Ох, язычок! Брить таким язычком…

— В следующий раз обязательно, — пообещал Кодзев.

Первыми в баню, как обычно, отправили женщин. Им потом дольше сушиться, дольше приводить себя в порядок. Мужчины в ожидании своего часа взялись за бритье. Вчера никому побриться не удалось, и все были обросшие. У Воробьева только и не щетинилось, он, наверно, и раз в неделю мог бриться. Не пух, конечно, но и не настоящий еще волос, эх, воробушек, что он, не видит, к какой кошечке в лапы попался? Не видит, наверно.
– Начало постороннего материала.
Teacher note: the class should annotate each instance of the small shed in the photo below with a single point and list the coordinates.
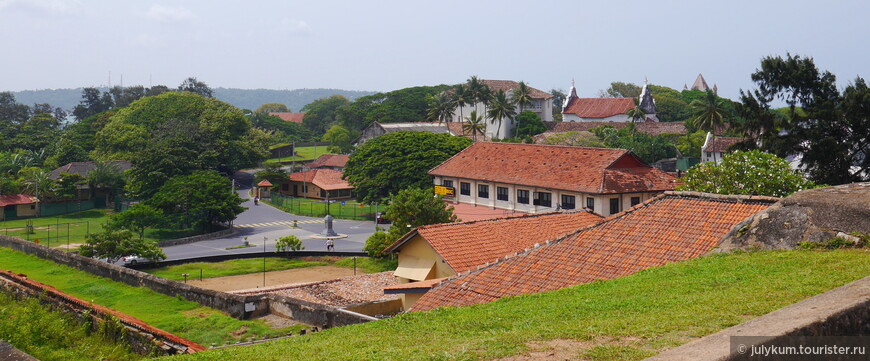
(263, 189)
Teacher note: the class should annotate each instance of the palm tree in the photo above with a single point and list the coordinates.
(522, 96)
(473, 124)
(461, 97)
(709, 114)
(501, 108)
(441, 108)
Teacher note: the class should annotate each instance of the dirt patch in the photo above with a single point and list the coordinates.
(286, 277)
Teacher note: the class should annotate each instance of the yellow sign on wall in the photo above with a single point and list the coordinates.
(445, 191)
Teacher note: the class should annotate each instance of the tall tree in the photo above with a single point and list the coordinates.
(195, 86)
(501, 108)
(522, 97)
(474, 125)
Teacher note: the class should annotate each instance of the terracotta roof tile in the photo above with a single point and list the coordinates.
(326, 179)
(568, 168)
(15, 199)
(470, 244)
(289, 117)
(673, 227)
(329, 160)
(721, 144)
(598, 107)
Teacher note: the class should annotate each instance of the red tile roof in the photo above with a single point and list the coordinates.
(673, 227)
(329, 160)
(470, 244)
(15, 199)
(721, 144)
(598, 107)
(576, 169)
(326, 179)
(507, 85)
(289, 117)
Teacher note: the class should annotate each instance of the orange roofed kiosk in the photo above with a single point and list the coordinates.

Побрившись, Кодзев взялся за чемодан с лекарствами. Сел на раскладушку, развязал веревки, которыми чемодан был на всякий случай перевязан для крепости, и отщелкнул замки.

Освобожденная крышка тут же подпрыгнула вверх, как на пружине.

Кодзев откинул ее до конца — и не сдержался, простонал изнеможенно: «М-мм!..»

Еще бы ей, крышке, не подпрыгнуть: с такой горой было наложено в чемодан. Бедняга корреспондент. Как он таскал его.

— Вай-вай-вай, — сказал Дашниани, заглядывая в чемодан. — Он что, дурак последний, твой Пикулев, прислал столько?